Exercises

13.1 Simplify the verification model developed in section 13.5 such that it is a model of the Java program ReadWriteSafe (Program 7.7). Show that this model does not violate the property SAFE_RW and that it violates the WRITE progress property.

13.2 Develop a verification model for the Semaphore class (Program 5.3) and use it in verifying that the SEMADEMO program of Chapter 5 preserves the mutual exclusion property (section 7.1.2):

 property MUTEX = (p[i:1..3].enter->p[i].exit->MUTEX).

In addition, generate an error trace for the situation in which the semaphore is initialized to 2.

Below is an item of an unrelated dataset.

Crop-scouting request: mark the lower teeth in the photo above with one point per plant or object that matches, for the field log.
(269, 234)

13.3 The following FSP specifies the safety property for barrier synchronization. Each process must execute its before action before all processes execute the common sync action.

 Pspec = (before -> sync -> Pspec). property    ||SAFEBARRIER = (p[1..3]:Pspec)                    /{sync/p[1..3].sync}\{sync}.

Verify that the monitor Barrier with a sync method that implements barrier synchronization (as required in the solution to Exercise 5.5) satisfies the above property.

13.4 Verify that the SimpleAllocator monitor of Program 9.1 satisfies the property ALLOCATOR in the system CHECK, both shown below:

 property   ALLOCATOR(M=3) = BALL[M],   BALL[b:0..M]   = (when (b>0) get[i:1..b] -> BALL[b-i]                    |put[j:1..M]      -> BALL[b+j]                    ). PLAYER(I=1) = (get.call -> GET(I);PLAYING), PLAYING     = (put.call -> PUT(I);PLAYER). ||CHECK = (player[1..3]:PLAYER(1)           ||player[4..Nthread]:PLAYER(3)           ||SimpleAllocator(N)           ||player[1..N]::ALLOCATOR(N)           ).

In addition, determine which of the following progress properties are satisfied by the system CHECKLIVE shown below:

 progress EXPERT = {player[1..3].get[1..N]} progress NOVICE = {player[4..N].get[1..N]} ||CHECKLIVE = CHECK >> {player[1..N].put.call}.